Only 37% of the articles (46 of 124) clearly reported whether the results of the reference standard and clinical information about the study population were given to the readers of the index test (item 11a). In most articles (62%, 77 of 124), information regarding the revelation of clinical information about the study population to the readers of the index test was lacking. If it was reported clearly that the index test was performed before the reference test, we assume that the readers of the index test had been blinded to the results of the reference test. Information regarding the revelation of the results of the index test, other tests, or clinical information about the study population to the readers of the reference standard was reported in only 18% of the articles (23 of 124) (item 11b).

The methods for calculating measures of diagnostic accuracy, such as sensitivity, specificity, likelihood ratios, diagnostic odds ratios, and receiver operating characteristic curves, were reported in 65% of the articles (81 of 124).
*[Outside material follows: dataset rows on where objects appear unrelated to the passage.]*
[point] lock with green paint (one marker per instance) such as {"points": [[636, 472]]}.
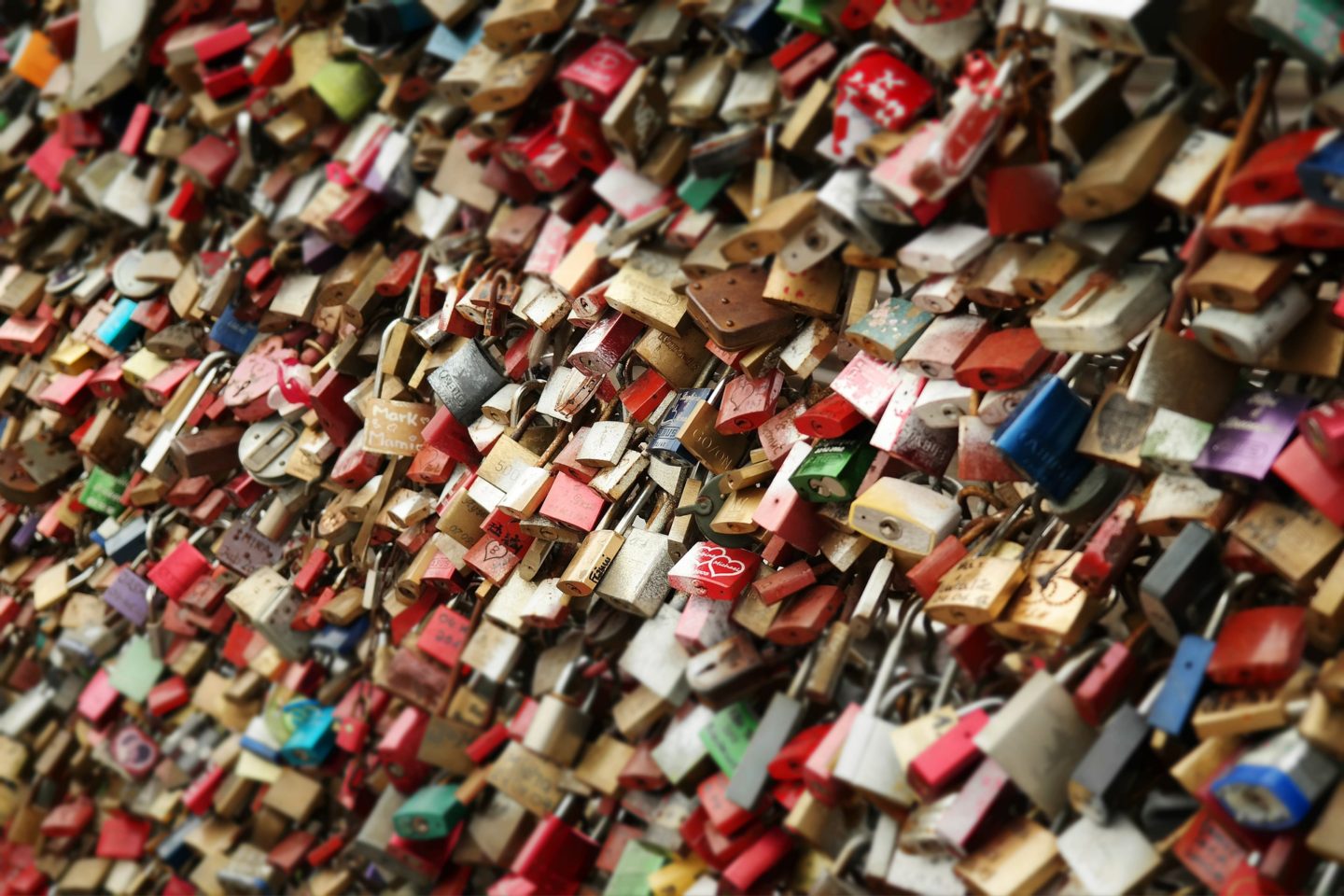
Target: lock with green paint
{"points": [[430, 813], [808, 15], [727, 735], [833, 470]]}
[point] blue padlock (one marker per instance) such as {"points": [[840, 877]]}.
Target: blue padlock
{"points": [[173, 850], [452, 45], [118, 332], [128, 541], [1274, 786], [231, 333], [665, 446], [1041, 434], [1184, 682], [341, 639], [753, 26], [1322, 175]]}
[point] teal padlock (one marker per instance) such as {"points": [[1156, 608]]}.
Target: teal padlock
{"points": [[430, 813], [808, 15], [833, 470], [103, 492], [118, 330], [314, 734]]}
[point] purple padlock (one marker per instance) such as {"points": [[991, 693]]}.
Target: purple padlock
{"points": [[128, 595], [1249, 437], [21, 539]]}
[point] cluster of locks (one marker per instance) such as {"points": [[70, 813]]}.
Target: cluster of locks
{"points": [[662, 448]]}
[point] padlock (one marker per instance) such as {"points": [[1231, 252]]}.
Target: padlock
{"points": [[1273, 786], [1176, 699], [714, 571], [1039, 434], [904, 516], [1124, 171], [833, 470], [1253, 430], [864, 761], [1043, 713]]}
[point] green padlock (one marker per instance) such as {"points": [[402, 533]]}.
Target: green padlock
{"points": [[727, 736], [833, 470], [631, 876], [430, 813], [698, 192], [347, 86], [103, 492], [808, 15]]}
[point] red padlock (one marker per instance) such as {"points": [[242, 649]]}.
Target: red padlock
{"points": [[830, 418], [744, 875], [581, 134], [556, 856], [1324, 430], [208, 160], [974, 649], [943, 764], [1315, 481], [1258, 647], [179, 569], [1111, 548], [979, 809], [722, 812], [168, 694], [1002, 360], [1310, 226], [820, 763], [805, 615], [1108, 681], [885, 89], [749, 402], [787, 581], [399, 749], [597, 74], [571, 503], [312, 569], [924, 577], [604, 344], [1270, 175], [712, 571]]}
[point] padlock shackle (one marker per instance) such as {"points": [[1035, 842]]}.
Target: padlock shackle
{"points": [[382, 352], [902, 688], [949, 675], [1071, 367], [207, 371], [633, 511], [1080, 661], [413, 296], [800, 678], [1225, 601], [889, 661], [998, 534]]}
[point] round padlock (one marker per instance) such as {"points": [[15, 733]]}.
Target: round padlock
{"points": [[124, 275], [266, 448]]}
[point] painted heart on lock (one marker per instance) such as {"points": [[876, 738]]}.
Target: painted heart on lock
{"points": [[715, 563]]}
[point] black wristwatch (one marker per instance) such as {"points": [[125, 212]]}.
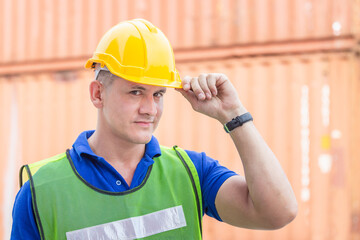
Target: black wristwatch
{"points": [[237, 122]]}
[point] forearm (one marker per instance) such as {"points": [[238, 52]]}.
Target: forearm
{"points": [[269, 189]]}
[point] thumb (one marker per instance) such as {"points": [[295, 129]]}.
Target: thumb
{"points": [[189, 95]]}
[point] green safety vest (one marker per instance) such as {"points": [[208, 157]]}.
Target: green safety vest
{"points": [[166, 205]]}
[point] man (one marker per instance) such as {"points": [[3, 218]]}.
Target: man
{"points": [[117, 182]]}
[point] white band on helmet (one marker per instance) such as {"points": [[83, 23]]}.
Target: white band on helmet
{"points": [[98, 68]]}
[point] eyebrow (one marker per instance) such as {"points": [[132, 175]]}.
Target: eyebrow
{"points": [[144, 89]]}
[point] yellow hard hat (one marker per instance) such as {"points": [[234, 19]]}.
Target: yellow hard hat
{"points": [[137, 51]]}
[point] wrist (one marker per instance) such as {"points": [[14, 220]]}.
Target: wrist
{"points": [[229, 115], [237, 122]]}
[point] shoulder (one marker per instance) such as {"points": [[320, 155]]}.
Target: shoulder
{"points": [[24, 225]]}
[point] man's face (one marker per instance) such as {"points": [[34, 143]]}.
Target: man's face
{"points": [[131, 111]]}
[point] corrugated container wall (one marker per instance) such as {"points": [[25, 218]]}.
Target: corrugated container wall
{"points": [[294, 63], [48, 30], [305, 106]]}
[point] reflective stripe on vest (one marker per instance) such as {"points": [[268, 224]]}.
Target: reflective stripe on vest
{"points": [[135, 227], [65, 203]]}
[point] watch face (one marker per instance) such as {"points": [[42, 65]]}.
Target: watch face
{"points": [[238, 121]]}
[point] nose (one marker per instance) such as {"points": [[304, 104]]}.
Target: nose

Only 14% of the articles (17 of 124) adequately reported the statistical methods used to calculate measures of diagnostic accuracy, particularly with regard to the quantification of estimates of the diagnostic accuracy (eg, 95% confidence limits, item 12). Methods used to study the reproducibility of the index test and the reference standard were reported poorly, by only 16% (20 of 124) and 5% (six of 124) of the articles, respectively (item 13). Six articles (5%) referred to previous research on the reproducibility of the test(s).

Results (items 14–24).—Clinical and demographic characteristics, such as age and sex of the study population and the spectrum of the symptoms at presentation, were reported clearly in 52% of the articles (65 of 124, item 15). Less frequently reported clinical characteristics were co-morbidity (20 of 124, 16%) and current treatments (33 of 124, 27%).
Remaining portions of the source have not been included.